Sham aka Dave said...

This is an interesting question. I think, for the most part, my situation is somewhat unique in that we established our gaming group back in the early 80's, and all stuck together for not only D&D but various other games.

As GM, I came to realize that even amongst our little group, certain players enjoyed different aspects of the game. But since we were all long time friends, everyone enjoys just being together in a relaxed social setting and forgettting about the outside world for a time.

I suppose our group was trimmed down during the late 70's and very early 80's, as I can recall countless players who joined for a session or two and stopped coming. So perhaps those players blinked becuse they weren't having fun (or perhaps the tight clique and inside jokes ran them off?).

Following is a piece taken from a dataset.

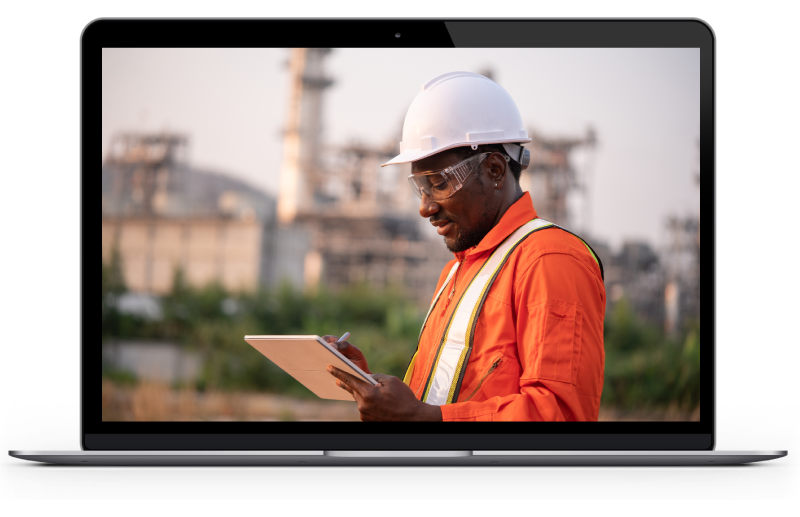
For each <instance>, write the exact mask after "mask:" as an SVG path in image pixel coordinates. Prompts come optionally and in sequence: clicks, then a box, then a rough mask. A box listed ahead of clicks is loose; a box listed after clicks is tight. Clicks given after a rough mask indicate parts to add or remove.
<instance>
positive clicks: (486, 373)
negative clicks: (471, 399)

I know my DMing style has changed a lot through the years...but one element which I strive for is fun. And I do indeed notice when particular players are yawning or day dreaming at the table. Maybe that's why I've been able to roll with the changes and strive to maintain interest and involvement.

I know for a fact that it would be difficult for a new comer arriving at our gaming table. I think I am more welcoming than most of my players. They still remember some of the boneheads who joined us back in those earliest days, I guess.

The players blink first, but this DM does notice when a player isn't involved. My players are quick to tell someone when they aren't 'fitting in' with the game.

~Sham

The Evil DM said...

I really don't think there is a clear winner. if you're running a game that no one wants to play, then you will soon find yourself sitting alone with your books and dice. On the other hand playing in a game that the GM obviously doesn't have his heart invested in is a huge frustrating waste of time.
since gaming is a a social exercise I think there needs to be clear communication and compromise.

If its a regular group of friends and the GM wants to try a space opera game, then agree to give it a try for a couple of sessions out of respect for the GM and in turn you can return to the regular more popular genre.

If its a new group forming then at least one meeting needs to be held where the specifics of the campaign are discussed (party level of experience, tone of the campaign, house rules ,etc.). at this point if you all sit down and it's decided by the majority that a gritty western campaign is the choice, then either sign on 100% or sit this one out.